Vom Mittelländischen Meere an, das als die eigentliche Heimat des Streifenlippfisches angesehen wird, verbreitet er sich durch das Atlantische Weltmeer, nach Norden hin bis zu den Küsten Großbritanniens und Norwegens, wie die übrigen Arten untermeerische Felsen erwählend und hier vorzugsweise in Spalten und Löchern zwischen größerem Seegrase sich aufhaltend, der Jahreszeit entsprechend aber seinen Standort verändernd. Während des Sommers tritt er, nach Couch, oft in kleine Buchten oder Häfen ein und treibt sich hier zwischen den Steinen hart am Strande umher? im Herbst und Winter hingegen zieht er sich in mäßige Tiefen zurück. An den britischen Küsten laicht er im März und April, im Mittelländischen Meere hingegen, laut Risso, zweimal im Jahre, was wohl soviel bedeuten soll, daß die Laichzeit hier nicht an einen bestimmten Monat sich bindet. Kleine Krebsarten bilden die bevorzugte Nahrung; Fische und Seegewürm werden ebenfalls angenommen. Der Fang hat wenig Schwierigkeiten, weil alle Lippfische leicht an die Angel gehen, wird jedoch nirgends in großartigem Maßstabe betrieben; denn das Fleisch steht in geringer Achtung und dient den Fischern gewöhnlich nur als Köder zum Fange wertvollerer Arten.
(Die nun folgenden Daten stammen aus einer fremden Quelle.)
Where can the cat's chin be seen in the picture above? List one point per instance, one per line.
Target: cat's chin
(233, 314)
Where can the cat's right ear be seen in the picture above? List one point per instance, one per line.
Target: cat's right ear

Seiner prachtvollen Färbung halber wird der Streifenlippfisch gern in Gefangenschaft gehalten, läßt sich mit Muschelfleisch und Gewürm ernähren, dauert auch in zweckmäßig eingerichteten Seewasserbecken recht gut aus und vereinigt in sich überhaupt für die Gefangenhaltung so viele Vorzüge wie wenig andere Seefische. Im hohen Grade fesselnd wird die Beobachtung seines Gebarens während der Fortpflanzungszeit. So friedlich er sonst mit seinesgleichen lebt, so eifersüchtig und rauflustig benimmt er sich vor und während der Laichzeit. Nicht ohne Kampf mit andern Bewerbern erwirbt er sich das Recht auf ein Weibchen, geleitet dieses fortan getreulich, wohin es sich auch wenden möge, und leuchtet dabei förmlich auf in Pracht und Schönheit. Hat er sich einmal bestimmt entschieden, so duldet er keinen Nebenbuhler mehr, fällt vielmehr ingrimmig über jedes nahende Männchen her und streitet mit ihm auf Tod und Leben. Aber während die Liebe ihn verschönte, verhäßlicht ihn die Eifersucht: angesichts eines Gegners wird er am ganzen Leibe fast eintönig grau.